I think that our Product Owner is understandably upset over loosing two weeks work and is losing sight the end goal of Scrum in the failures of the moment. As the man spending the money, I completely understand his perspective and I think that we should not have started Scrum on an internal project, but selected a customer  that is open to the ideas and complications of Scrum.

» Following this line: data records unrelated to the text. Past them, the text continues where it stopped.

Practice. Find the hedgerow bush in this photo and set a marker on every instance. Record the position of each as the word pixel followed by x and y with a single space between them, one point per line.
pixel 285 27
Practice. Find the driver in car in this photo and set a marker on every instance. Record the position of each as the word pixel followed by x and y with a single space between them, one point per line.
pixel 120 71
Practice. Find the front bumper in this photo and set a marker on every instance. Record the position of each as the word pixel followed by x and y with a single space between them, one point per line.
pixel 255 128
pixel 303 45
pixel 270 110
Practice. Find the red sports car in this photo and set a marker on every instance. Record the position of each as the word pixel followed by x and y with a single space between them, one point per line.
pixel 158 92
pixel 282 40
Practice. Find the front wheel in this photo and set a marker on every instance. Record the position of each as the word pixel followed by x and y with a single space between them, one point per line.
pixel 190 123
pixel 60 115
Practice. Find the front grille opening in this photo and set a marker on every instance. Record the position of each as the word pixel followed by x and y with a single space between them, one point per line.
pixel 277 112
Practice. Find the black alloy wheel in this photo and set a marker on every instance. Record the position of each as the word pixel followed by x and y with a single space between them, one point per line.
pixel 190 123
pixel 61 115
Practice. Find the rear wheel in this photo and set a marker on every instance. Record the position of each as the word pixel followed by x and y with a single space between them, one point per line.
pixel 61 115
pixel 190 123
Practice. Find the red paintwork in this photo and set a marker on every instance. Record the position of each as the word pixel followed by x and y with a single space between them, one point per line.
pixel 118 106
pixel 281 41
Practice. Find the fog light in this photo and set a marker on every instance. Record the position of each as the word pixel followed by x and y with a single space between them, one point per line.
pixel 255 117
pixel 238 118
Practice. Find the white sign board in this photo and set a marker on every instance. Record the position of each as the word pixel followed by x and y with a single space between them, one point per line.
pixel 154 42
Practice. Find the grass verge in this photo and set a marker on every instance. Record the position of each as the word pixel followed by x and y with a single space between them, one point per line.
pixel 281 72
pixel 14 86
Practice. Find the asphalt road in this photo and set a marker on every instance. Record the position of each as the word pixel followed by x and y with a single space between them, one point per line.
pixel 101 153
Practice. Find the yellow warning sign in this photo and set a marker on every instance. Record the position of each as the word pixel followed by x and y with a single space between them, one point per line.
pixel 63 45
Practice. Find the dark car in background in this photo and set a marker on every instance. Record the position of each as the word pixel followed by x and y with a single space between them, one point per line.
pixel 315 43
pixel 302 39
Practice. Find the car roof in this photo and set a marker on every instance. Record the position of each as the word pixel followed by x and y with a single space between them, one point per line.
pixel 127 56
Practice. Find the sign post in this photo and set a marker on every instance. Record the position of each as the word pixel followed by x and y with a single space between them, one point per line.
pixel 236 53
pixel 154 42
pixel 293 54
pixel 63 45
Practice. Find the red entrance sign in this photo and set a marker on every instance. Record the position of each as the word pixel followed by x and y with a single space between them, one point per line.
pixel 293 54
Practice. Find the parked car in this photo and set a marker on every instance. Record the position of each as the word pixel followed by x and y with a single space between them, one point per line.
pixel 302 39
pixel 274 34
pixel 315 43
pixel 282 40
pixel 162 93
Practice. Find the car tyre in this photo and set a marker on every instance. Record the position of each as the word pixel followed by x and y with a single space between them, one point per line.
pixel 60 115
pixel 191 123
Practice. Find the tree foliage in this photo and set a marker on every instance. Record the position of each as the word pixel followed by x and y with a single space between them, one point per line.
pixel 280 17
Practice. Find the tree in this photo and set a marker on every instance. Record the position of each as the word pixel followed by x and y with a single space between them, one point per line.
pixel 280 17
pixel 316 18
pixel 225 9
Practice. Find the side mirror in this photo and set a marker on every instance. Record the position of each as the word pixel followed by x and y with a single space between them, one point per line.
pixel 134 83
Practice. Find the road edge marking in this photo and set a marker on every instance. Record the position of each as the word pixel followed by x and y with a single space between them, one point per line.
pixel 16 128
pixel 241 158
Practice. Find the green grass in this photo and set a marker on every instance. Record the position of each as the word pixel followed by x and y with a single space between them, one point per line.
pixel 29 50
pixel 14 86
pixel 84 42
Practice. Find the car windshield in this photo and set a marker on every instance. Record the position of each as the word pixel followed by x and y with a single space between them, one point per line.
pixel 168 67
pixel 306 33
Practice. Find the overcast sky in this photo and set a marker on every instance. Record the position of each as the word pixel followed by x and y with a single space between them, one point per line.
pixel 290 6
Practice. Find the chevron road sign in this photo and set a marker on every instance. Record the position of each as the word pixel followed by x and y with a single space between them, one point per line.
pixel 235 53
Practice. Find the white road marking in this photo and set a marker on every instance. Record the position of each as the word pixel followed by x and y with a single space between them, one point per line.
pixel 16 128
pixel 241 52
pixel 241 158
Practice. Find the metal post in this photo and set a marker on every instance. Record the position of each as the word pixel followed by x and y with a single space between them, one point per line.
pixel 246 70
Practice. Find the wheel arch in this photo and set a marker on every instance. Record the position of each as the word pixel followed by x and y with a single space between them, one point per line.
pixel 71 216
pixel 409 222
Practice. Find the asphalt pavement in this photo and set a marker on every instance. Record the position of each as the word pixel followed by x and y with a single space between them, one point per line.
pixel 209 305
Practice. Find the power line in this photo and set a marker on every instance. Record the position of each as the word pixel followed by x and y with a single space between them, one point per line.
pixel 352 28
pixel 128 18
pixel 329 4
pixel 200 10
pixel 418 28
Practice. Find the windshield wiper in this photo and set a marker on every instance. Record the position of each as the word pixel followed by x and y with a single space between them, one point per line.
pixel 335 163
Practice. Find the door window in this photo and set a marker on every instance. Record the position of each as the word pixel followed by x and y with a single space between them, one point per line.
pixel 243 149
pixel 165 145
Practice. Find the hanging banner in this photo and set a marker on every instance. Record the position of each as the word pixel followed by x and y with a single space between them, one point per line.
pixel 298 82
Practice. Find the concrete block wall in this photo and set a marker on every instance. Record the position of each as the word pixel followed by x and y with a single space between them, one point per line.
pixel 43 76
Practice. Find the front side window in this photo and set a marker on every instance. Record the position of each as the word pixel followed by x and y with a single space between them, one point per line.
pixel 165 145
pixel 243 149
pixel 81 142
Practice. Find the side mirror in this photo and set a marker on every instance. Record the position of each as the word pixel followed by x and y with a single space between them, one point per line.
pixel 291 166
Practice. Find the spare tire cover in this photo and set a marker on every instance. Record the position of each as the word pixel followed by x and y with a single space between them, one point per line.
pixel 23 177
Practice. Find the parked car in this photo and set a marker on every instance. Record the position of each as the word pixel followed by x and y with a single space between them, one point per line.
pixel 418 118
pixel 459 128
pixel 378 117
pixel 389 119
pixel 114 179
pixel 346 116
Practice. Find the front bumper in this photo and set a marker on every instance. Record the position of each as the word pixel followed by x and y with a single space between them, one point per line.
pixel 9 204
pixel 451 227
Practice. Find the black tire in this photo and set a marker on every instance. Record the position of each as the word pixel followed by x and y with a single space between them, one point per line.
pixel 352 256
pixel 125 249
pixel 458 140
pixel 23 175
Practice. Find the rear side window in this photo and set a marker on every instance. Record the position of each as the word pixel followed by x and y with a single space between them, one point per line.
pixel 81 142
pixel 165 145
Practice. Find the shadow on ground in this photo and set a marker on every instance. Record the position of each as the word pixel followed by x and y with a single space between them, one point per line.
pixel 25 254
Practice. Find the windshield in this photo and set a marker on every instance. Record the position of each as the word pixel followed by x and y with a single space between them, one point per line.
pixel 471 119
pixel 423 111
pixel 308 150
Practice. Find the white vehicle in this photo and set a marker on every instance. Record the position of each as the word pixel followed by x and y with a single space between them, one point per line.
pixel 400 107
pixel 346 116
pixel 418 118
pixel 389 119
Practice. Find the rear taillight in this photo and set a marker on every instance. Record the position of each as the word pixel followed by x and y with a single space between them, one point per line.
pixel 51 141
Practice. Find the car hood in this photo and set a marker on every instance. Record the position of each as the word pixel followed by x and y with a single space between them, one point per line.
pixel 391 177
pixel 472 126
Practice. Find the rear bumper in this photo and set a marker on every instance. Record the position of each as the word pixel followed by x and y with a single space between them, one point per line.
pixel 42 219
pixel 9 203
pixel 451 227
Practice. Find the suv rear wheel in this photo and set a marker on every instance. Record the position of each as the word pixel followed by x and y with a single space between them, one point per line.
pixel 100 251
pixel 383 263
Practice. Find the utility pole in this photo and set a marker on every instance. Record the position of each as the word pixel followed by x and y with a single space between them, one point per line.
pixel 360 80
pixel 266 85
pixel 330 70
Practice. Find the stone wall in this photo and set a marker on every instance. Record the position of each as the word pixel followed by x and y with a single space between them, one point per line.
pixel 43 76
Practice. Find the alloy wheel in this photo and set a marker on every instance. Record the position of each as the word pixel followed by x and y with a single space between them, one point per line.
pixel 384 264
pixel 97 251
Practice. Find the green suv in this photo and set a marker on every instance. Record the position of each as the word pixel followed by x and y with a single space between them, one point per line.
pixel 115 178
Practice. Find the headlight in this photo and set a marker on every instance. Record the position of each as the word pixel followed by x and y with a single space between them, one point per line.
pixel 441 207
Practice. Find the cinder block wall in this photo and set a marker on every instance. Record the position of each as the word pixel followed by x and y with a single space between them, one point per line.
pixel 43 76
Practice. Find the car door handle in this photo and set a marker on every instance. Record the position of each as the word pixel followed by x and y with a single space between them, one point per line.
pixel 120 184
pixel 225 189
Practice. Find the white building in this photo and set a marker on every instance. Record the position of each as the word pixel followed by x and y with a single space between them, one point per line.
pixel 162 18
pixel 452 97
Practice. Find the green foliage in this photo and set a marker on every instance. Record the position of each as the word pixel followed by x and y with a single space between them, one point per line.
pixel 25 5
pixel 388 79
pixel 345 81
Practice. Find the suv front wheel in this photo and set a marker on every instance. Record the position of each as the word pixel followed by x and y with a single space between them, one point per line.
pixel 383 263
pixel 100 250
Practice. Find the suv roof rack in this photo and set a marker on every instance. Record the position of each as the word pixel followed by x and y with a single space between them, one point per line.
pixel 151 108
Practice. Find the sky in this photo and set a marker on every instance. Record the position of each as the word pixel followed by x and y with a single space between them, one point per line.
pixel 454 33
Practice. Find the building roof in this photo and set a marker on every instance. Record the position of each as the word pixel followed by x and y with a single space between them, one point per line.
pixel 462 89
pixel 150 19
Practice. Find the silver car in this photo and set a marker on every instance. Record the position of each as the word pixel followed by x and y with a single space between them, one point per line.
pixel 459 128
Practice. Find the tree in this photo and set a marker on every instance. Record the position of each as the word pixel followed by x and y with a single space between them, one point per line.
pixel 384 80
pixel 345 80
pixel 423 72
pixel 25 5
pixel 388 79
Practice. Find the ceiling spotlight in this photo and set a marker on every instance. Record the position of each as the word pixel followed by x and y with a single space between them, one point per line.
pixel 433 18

So, what should we have NOT done on our first Scrum project:

  • Should not have had 3 interns as the only on site resource – This lead to bad practices as the experienced guys were not there helping and correcting as they usually would.
  • Should not have had the only experienced guys offsite – With both the experienced technical guys in completely different time zones it was difficult to get time for questions. Helping the guys on site was just plain impossible.
  • Should not have used a part time ScrumMaster – Although the ScrumMaster attended all of the Ceremonies, because they are only in 2 full days of the week it makes it difficult for the team to raise impediments as they go.
  • Should not have used a proxy product owner. – This was probably the worst decision that was made. Mainly because the proxy product owner did not have the same vision as the product owner. While Scrum does not explicitly reject the idea of a Proxy Product Owner, I do not think it works very well in practice. The “single wringable neck” needs to contain both the Money and the Vision as well as attending the required meetings.

“Your team may be dysfunctional … but at least you can see the impediments. Now you have the ability to do something about it!”
Kane MarScrumology, Scrum Coach

I will be brining all of these things up at the Sprint Retrospective and we will learn from our mistakes and move on.